Vers 5 h, Claire entend le journal du matin frapper le pas de la porte d'entrée, le camelot regagner sa voiture. Une heure vient de passer. La mère dépose sa fille dans sa couchette, retourne se coucher.

Une heure plus tard, le bébé se réveille, prêt à se lever.

mercredi 22 septembre 2010

L'oiseau

Laura a sauvé un oiseau. Elle sortait jouer au parc avec les enfants. Un chat s'est approché avec la bête à plumes dans la gueule. Elle lui a fait peur. Il a desserré les dents. L'oiseau s'est envolé.
— Pourquoi t'as fait ça, maman?
— Pour ne pas qu'il meure, l'oiseau.
— Pourquoi? C'est pas l'fun de mourir?
— À vrai dire? J'sais pas.

jeudi 16 septembre 2010

Les projets

Toujours chez Nancy Huston. Toujours le même livre : « La vie?/Cette chose/qui s'est passée pendant qu'on/faisait des projets. » Oh la la!

mardi 14 septembre 2010

Mexico

Elle faisait la cuisine. Du mexicain. Du boeuf et des oignons hachés finement, des haricots noirs, des piments forts.

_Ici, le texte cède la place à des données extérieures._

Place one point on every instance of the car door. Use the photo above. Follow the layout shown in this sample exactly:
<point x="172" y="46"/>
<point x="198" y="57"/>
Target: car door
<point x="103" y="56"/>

Elle tranchait le piment en fine lanière, sentait le jus du légume lui piquer les doigts.

Le bébé s'est mis à pleurer. Il n'était pas encore 16 h. Peut-être pouvait-il dormir encore un peu? Elle est montée à l'étage pour lui remettre sa suce. C'est pressé de le faire. De prendre la tétine entre ses doigts, de trouver les lèvres du bambin, de la lui enfoncer dans la bouche. Le bébé a crié plus fort. Elle avait oublié de se laver les mains.

samedi 11 septembre 2010

Etre ou ne plus être

Elle lit Nathalie Petrowski, qui parle d'un livre. Être ou ne plus être, de Marcel Boisvert et Serge Deneault. La correspondance entre deux médecins. Un débat sur l'euthanasie. Dans sa dernière lettre, dit la journaliste, Daneault écrit à Boisvert : « Je dirais que la souffrance dont tu fus témoin dans ta vie t'a souvent paru ignoble et inacceptable. C'est pourquoi la perspective de la vivre et de la faire vivre te paraît scandaleuse. Pour ma part, j'ai trop vu de fins de vie où l'inattendu survient sans avertir, où un bonheur se glisse au détour d'un mot, d'un pardon, d'un dernier je t'aime, pour risquer une seule fois d'empêcher ce bonheur par la provocation délibérée de la mort. » Voilà. Elle se promet de lire le livre en entier.

dimanche 5 septembre 2010

Le pied

Elle lit le dernier livre de Nancy Huston. Elle lit : « Ça se saurait si le vagin était un organe érogène, se dit-elle. Comment ferions-nous pour y enfoncer nos tampons périodiques quatre fois par jour, six jours par mois, douze mois par an, sans éprouver au moins de temps en temps un frisson de plaisir? Mais non. Aucune femme ne ma jamais avoué en rosissant qu'elle prenait son pied de cette façon-là... » Elle rit! Ah! ce qu'elle rit! Dieu qu'elle se sent moins seule!

samedi 4 septembre 2010

Canicule - la fin

Enfin, elle peut ouvrir les fenêtres.
La brise de fin d'été lui fait du bien.

vendredi 3 septembre 2010

Le psy

Elle le paie 100 $ l'heure pour lui parler de ses ennuis. Il l'écoute, a l'air concentré. Il prend des notes. Il lui apporte même des solutions.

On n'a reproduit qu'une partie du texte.